Using the same variable name multiple times on the LHS when unpacking should
be undefined, because the reason to do that would be because you don't care
about the values that are being unpacked into the same variable. I can not
think of a reason you should be encouraged to write a function that takes
multiple arguments that can not all be accessed, if you wanted to do that, you
should define the function's arguments as _args so they get eaten up, it's
more obvious that some of them are optional than using the same variable name
that ends up hiding one.

The example of foo(a=1, b=2, _args, __kwargs) is definitely confusing, but
then this would seem to be a confusing API anyway -- it would be best not to
write a function like that. What I expect to happen here is that a and b have
default arguments no matter what the kwargs are, but you can't specify a
kwargs entry named a (as in foo(3,4,6, a=4)) without it raising "TypeError:
foo() got multiple values for keyword argument 'a'".

 _Multi line strings_

python statements don't end with semicolons, so you need to escape the
newline, which would mark the end of the assignment expression in the first
example. In the second, the RHS of the assignment is an expression enclosed in
parens, which doesn't end until it forms a complete expression with the
closing paren. Whitespace between strings concatenates the strings, so but the
newline ending the expression in the first example needs to be escaped so it's
interpreted as whitespace and not as the end of the statement.

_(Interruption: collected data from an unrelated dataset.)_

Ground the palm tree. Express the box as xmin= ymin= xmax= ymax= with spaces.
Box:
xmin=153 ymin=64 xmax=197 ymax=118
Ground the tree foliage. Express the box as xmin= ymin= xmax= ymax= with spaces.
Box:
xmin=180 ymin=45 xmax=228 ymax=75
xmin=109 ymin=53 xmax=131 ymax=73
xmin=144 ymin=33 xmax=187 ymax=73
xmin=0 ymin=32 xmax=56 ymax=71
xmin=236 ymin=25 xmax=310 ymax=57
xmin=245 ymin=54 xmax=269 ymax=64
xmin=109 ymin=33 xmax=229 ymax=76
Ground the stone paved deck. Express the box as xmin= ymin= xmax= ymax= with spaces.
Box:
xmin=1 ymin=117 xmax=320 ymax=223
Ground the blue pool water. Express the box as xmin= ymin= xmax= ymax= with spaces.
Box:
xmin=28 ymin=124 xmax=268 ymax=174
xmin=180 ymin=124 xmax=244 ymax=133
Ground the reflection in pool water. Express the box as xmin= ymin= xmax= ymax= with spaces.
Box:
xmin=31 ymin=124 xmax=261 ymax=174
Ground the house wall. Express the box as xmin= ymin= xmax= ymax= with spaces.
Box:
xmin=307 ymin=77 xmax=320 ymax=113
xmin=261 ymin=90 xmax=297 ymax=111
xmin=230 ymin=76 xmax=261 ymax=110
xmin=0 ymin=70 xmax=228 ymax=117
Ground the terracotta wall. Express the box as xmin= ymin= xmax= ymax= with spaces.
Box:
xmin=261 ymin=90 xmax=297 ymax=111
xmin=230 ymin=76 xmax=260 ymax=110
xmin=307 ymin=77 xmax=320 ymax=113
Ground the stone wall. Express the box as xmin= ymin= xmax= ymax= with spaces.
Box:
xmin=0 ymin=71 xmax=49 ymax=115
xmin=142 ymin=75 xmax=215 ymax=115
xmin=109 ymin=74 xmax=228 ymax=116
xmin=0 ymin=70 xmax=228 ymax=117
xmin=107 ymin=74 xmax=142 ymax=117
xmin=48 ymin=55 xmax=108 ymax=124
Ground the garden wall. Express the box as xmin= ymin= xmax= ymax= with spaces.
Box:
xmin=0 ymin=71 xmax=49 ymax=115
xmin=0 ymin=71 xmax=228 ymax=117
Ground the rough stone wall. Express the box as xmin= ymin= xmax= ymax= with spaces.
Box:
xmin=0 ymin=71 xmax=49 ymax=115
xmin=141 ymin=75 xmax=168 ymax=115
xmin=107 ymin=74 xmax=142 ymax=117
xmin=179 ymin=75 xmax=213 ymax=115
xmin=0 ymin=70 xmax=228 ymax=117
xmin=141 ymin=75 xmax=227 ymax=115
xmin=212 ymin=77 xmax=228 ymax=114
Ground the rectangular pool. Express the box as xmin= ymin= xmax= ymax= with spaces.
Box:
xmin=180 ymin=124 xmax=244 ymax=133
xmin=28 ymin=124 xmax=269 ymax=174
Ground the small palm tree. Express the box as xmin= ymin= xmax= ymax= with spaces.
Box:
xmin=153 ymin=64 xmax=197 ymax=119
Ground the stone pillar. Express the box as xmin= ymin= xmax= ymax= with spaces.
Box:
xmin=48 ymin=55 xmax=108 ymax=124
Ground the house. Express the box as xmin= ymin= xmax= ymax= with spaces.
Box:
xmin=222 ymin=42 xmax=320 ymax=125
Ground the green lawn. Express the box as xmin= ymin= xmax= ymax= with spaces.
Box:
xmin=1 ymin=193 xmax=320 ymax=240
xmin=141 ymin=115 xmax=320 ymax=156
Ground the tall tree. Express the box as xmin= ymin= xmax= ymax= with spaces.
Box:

 _Finally finally is interesting_

Watch out for this. If try blocks are nested, it seems that a nested finally
with a return keeps an enclosing except block from executing:

    
    
        def x():
            try:
                try:
                    print "try"
                    raise Exception
                finally:
                    print "finally"
                    return 1
            except:
                print "except"
                return 2
    
        print x()
    

I actually prefer to nest try blocks like this to get more control over the
order of execution of the finally and except blocks and make it more obvious
as to what the intended order of execution is.

 _List comprehensions, kind of._

I actually like having to explicitly have a literal list comprehension in the
for-loop syntax. I'm not sure that the lack of punctuation increases
readability: the _if_ in the suggested (second) syntax kind of gets lost. For
maximum readability, the list comprehension might be best split into a
separate expression statement rather than trying to take on perl in the
longest line department.

I actually find python to be much more consistent and does the expected thing
much more often than some other languages (ahem, I'm looking at you, PHP). I
just hope that as I go deeper, using it remains refreshing.